In a rational world, nothing happens after that, except maybe a significant hike of randos calling Paul Pierce “TURKEY” as he walks down the street. But sadly, Paul shared his poker and stripper-related feats as an employee of ESPN, where he was an analyst in the study of NBA network coverage until yesterday, when he was fired without no ceremony of the world leader to be too cool.
Now, was Paul Pierce a beloved presence on the televisions of this great nation? No, not really. He once said he had a better career than Dwyane Wade, which was quite fun, and seeing him make a mistake was a delightful pleasure, simply because he was such an irritating presence on the NBA court during his career. He may also have confessed or failed to shit his pants halfway through and take off in a wheelchair to hide the embarrassment of the national television audience. And, anyway, all of ESPN’s remote talent on the air goes against the flow of micromanaged post-game shows and produced within an inch of his life.
“But just because he’s not Vin Scully doesn’t mean he has to be fired just for streaming three sheets live in the wind, watching butts.”
But just because he’s not Vin Scully doesn’t mean he has to be fired just for relaying three sheets to the wind, looking at his butts. Who does ESPN protect here, exactly? Everyone involved did A-OK, even taking the time to promote their own Instagram presences to everyone who watched them. Maybe Paul didn’t terribly comply with COVID, but I mean he promoted the vaccine. And look, it’s not like he’s the only NBA character out of his forties to enjoy the company of exotic dancers. James Harden and Lou Williams have just received suspensions and quarantine tasks, which at least seem to me to be enough. Did ESPN worry that all the kids watching Paul Pierce would try to imitate his behavior? I certainly hope not, since, as Draymond Green once pointed out, there are probably no children looking at Paul Pierce.
It’s not like Republican politicians lined up to convict Paul Pierce for his Instagram messes (too busy trying to handle his child sex trafficker). No one is threatening boycotts, protesting outside their home. Paul Pierce has not lost any credibility as a basketball analyst; if anything this springs up his reputation as there is something really unsettling about an NBA player who it is not a party animal. It’s funny shit that happened. Suspend it for a week or ignore it, and it stays in the background; some funny internet shit mentions and shares with internet futures.
Charles Barkley, the monolithic presence of the colossally entertaining post-game from TNT to TNT, got a DUI in 2009, told his arrest officer that “… he would go around the corner and get a blowjob” and went keep their job after some free time, because no one was obsessed with saving face or whatever, ESPN felt they had to do to save their reputation from one of their employees who talked drunk about how been to Turkeys.
Pierce did nothing for eighth as a villain, and yet here he is, out of the cold, because ESPN couldn’t handle anyone being able to enjoy the company of the strippers? What exactly did your quick exit need, when ESPN personalities reliably accused of sexual harassment continue to work online? Was it just that they couldn’t sweep away the Instagram Live footage that didn’t do anything wrong under the rug?

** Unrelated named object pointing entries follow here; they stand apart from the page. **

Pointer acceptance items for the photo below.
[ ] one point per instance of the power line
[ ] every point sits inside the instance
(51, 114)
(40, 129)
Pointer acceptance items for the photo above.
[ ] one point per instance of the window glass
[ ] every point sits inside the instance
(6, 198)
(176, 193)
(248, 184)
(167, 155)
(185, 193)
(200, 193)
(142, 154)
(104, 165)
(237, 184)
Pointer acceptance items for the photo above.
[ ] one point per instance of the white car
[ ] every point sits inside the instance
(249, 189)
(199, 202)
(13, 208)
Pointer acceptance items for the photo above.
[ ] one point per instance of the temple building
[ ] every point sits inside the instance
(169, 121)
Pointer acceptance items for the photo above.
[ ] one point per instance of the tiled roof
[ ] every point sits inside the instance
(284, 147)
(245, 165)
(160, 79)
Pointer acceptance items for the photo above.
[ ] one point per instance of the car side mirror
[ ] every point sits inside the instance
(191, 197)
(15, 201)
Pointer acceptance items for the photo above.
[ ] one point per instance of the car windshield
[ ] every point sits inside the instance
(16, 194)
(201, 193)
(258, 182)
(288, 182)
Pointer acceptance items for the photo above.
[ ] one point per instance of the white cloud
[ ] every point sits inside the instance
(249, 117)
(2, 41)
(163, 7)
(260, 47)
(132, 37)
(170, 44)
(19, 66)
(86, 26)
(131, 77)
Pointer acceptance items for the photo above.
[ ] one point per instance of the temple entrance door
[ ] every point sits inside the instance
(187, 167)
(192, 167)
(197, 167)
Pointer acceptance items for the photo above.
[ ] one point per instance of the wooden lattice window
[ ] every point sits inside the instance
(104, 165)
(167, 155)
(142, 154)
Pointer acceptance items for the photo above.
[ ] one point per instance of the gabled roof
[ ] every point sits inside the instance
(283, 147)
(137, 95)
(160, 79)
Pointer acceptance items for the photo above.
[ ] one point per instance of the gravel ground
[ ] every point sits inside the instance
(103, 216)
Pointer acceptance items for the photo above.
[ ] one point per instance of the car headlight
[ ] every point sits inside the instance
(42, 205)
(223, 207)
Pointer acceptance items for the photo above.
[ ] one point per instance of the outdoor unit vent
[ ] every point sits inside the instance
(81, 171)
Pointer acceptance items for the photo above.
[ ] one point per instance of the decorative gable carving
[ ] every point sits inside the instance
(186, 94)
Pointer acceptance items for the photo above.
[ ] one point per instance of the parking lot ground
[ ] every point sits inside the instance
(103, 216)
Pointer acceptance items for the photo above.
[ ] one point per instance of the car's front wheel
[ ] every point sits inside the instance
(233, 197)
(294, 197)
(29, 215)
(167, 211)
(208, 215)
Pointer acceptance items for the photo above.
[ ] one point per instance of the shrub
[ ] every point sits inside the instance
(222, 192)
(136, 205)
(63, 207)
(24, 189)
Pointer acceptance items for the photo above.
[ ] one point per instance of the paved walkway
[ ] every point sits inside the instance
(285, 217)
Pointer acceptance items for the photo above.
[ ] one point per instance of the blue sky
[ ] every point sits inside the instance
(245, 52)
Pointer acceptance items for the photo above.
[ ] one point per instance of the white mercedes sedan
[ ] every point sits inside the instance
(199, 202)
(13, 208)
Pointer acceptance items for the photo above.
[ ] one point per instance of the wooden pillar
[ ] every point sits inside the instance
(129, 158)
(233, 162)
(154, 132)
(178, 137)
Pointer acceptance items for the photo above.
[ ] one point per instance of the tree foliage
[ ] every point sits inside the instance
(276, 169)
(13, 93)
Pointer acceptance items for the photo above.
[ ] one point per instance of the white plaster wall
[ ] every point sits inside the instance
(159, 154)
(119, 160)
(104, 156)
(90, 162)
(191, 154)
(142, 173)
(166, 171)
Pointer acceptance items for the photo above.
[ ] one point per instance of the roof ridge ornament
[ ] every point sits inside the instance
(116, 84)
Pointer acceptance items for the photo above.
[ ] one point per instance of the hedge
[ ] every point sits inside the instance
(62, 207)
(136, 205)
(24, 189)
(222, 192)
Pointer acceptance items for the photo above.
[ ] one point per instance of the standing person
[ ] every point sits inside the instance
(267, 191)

I’m serious: What’s the problem here, exactly? Did they just think it was in bad taste? It’s not about baseball or NFL or Republican politics. Historically no one in or around the NBA has felt compelled to hold a tearful press conference where they apologize to the public because they sometimes like to relax with the strippers. It’s a damn professional basketball and it’s usually on top of that Puritan shit. I can’t even imagine why ESPN didn’t get the grade. Leave Paul Party, cowards.